After I stopped sleeping on bags of dog food and began working in the food industry, I had long dreamed of this table, of this dinner. I dreamed of meeting the farmers and hearing their stories, their passion, and their love of the land, the seasons, and the miraculous alchemy of growing real food. I dreamed of accepting their invitation to come into their fields and pull the things from the ground, to listen to their tips of how to cook them, and then to create a menu using 100% local ingredients. I dreamed of taking it a step further and creating an event where the people who love sexy food and sexy drinks can come and dine with the people who work so hard to bring us the best local and sustainable products.
And so it was, our first Farm to Fork dinner.
The menu:
AHI POKE ON FRIED KLK FARM ULU CHIP - with Ho’i’o Acres Farm marigold and Waihole Greens Sprouts + EWA BEACH CALAMANSI SLUSHEE
FRIED MA FARM DEVILED EGG - with Diamond Island Farm pickled onion + KLK Farm Coconut Rum Cocktail
MA FARM CUCUMBER GAZPACHO - Ho’i’o Acres Farm borage flower, fresh herb oil & Breadshop baguette + Hoe Mary! Spicy Ma Farm Tomato Cocktail
KLK COCONUT MARINATED MAHI MAHI - with sautéed cabbage + Oeno wine pairing
MADRE CHOCOLATE CACAO NIB & ROSEMARY CRUSTED MAUI RAISED BEEF TENDERLOIN - with Ma Farm Cassava & Small Kine Farms Mushrooms + Oeno wine pairing
KLK FARM DRAGON FRUIT SORBET & MANOA CHOCOLATE HOT CHOCOLATE + Madre Chocolate Cacao Tea
Connections were made at that table. Food was savored, bellies and hearts were filled, and three days later when I had finally risen from the ashes of exhaustion after pulling off the dinner, I sat down to finish writing the story of this table of my dreams coming to life, and I realized that today is my step father’s 87th birthday. How appropriate.

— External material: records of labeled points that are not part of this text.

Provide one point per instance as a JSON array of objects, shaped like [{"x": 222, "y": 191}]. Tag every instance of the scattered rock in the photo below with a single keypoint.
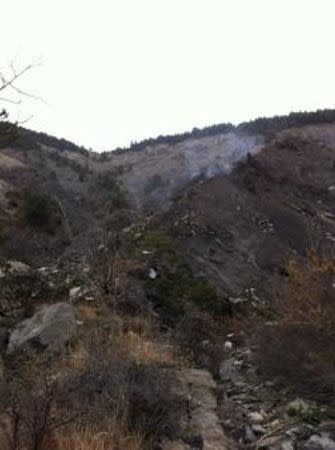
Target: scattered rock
[
  {"x": 74, "y": 292},
  {"x": 228, "y": 370},
  {"x": 256, "y": 417},
  {"x": 152, "y": 273},
  {"x": 16, "y": 267},
  {"x": 201, "y": 421},
  {"x": 49, "y": 329},
  {"x": 258, "y": 429},
  {"x": 297, "y": 406},
  {"x": 228, "y": 345},
  {"x": 286, "y": 445},
  {"x": 322, "y": 442},
  {"x": 175, "y": 445},
  {"x": 249, "y": 435}
]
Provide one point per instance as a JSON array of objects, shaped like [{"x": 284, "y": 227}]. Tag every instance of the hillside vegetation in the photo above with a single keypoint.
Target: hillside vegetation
[{"x": 179, "y": 295}]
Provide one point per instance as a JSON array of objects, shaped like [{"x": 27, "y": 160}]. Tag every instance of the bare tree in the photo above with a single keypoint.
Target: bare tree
[{"x": 11, "y": 94}]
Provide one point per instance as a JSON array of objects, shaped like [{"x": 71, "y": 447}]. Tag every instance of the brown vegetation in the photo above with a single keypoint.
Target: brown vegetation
[{"x": 299, "y": 347}]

So many things have changed in my family since the days at the butcher shop and B.J.’s Bbq & Deli. Today, instead of worrying about prime rib sales or butchering animals, Jerry spent his birthday at the hospital where he has been admitted for the past week with his heart functioning at only 30%. Now, instead of rewinding or fast forwarding through the scenes, I would like to press pause on this present moment and lift a glass to the man who raised me, who loved and worked together with my mother to teach me about the value of hard work, of quality food and of the joy that comes from creating the space for people to gather around a table and enjoy the taste of love in a plate of food.
Happy birthday Jerry, may you know the value in the lessons that you have taught and in the love that you have given. Cheers to you old man, I love you and I thank you.